# Rivenhall Airfield Exploration, 1st Visit (photo heavy)



## Tisa_Farrow (May 28, 2008)

Ok my first post and photo collection after i made the trip to RAF Rivenhall in Essex over the long weekend. My first visit on the Sunday fell at dusk where only the immediate portion of the external aspects were explored, I then returned the following day amidst the wind and the rain, which were excellent for atmosphere, and collected some photos and was able to explore the remainder of the site.

Enoy, and any comments or questions please feel free.

Richard


----------



## Tisa_Farrow (May 28, 2008)

I added comments to the pictures but my server went down on uploading so i lost them, which is annoying as i love to read other annotations, i will get them back up here.

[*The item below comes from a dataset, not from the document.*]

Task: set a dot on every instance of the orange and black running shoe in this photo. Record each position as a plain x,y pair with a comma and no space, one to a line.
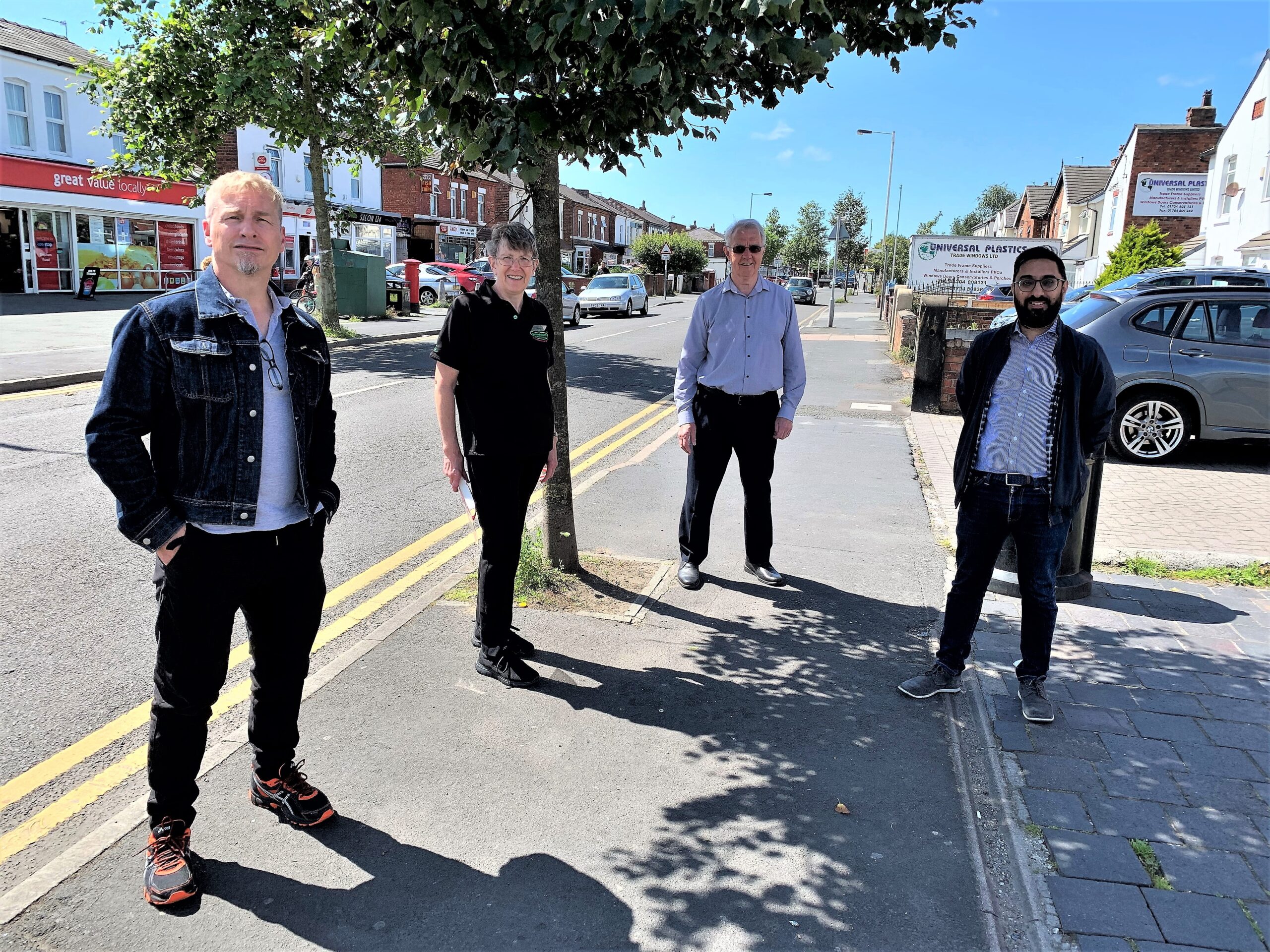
169,878
293,797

Camera used was a Canon 20d with a Sigma 10-20mm EX HSM lens which i have eternal struggles justifying its cost but has finally proved a worthy addition to the collection!


----------



## chelle (May 28, 2008)

*Access*

Nice report and pics there...can i ask if you had permision to roam around here?I prefer this to watching over my shoulder


----------



## Tisa_Farrow (May 28, 2008)

there are no keep out signs or security on site, very much a rural location with a few dotted farm houses around. all the buildings we went into were open with no attempt made to secure them, of course if there were any notices its always best to acknowledge them. plenty of dog walkers on site on better days, when we were there it was deserted though which was good as it gave the place a certain atmosphere. only obstacle is a padlock on the gate by the road but there is a clear footpath around this and i think its more to stop cars getting in than people


----------



## MD (May 28, 2008)

good report mate good pics too
is it a big site? i like the hangers


----------



## Kaputnik (May 28, 2008)

Love your pictures.
looks like mother nature, and father time are doing a good job of claiming this place.


----------



## Tisa_Farrow (May 29, 2008)

matt, its a pretty big site yes, i would say the hangers are 30-40,000 sq ft and they look tiny when viewed from the other, takes a good 30 minutes to walk between them although its a bit of a round trip as we didnt want to walk through the crops and had to follow two of the old runways. A lot of the outbuildings are situated in pockets of woodland and are about a couple of miles from the entry point but well worth the effort. Nothing is really preserved, there are one or two relics but dont expect a timewarp site, the best thing on view is the encrouchment of nature onto the site and how its naturally taken over.


----------



## djmartyc (Aug 11, 2008)

wicked pic's!!!i live very close by here!!i've viewed all post's on this location & can't help but notice no one has been in the derelict house's very close by!!well worth a look!(can be seen on google earth)on a different note i've been told the paddlock is to stop people holding rave's in the old hanger's. marty


----------



## pdtnc (Aug 11, 2008)

nice place, lots of scope for some interesting shots. cool


----------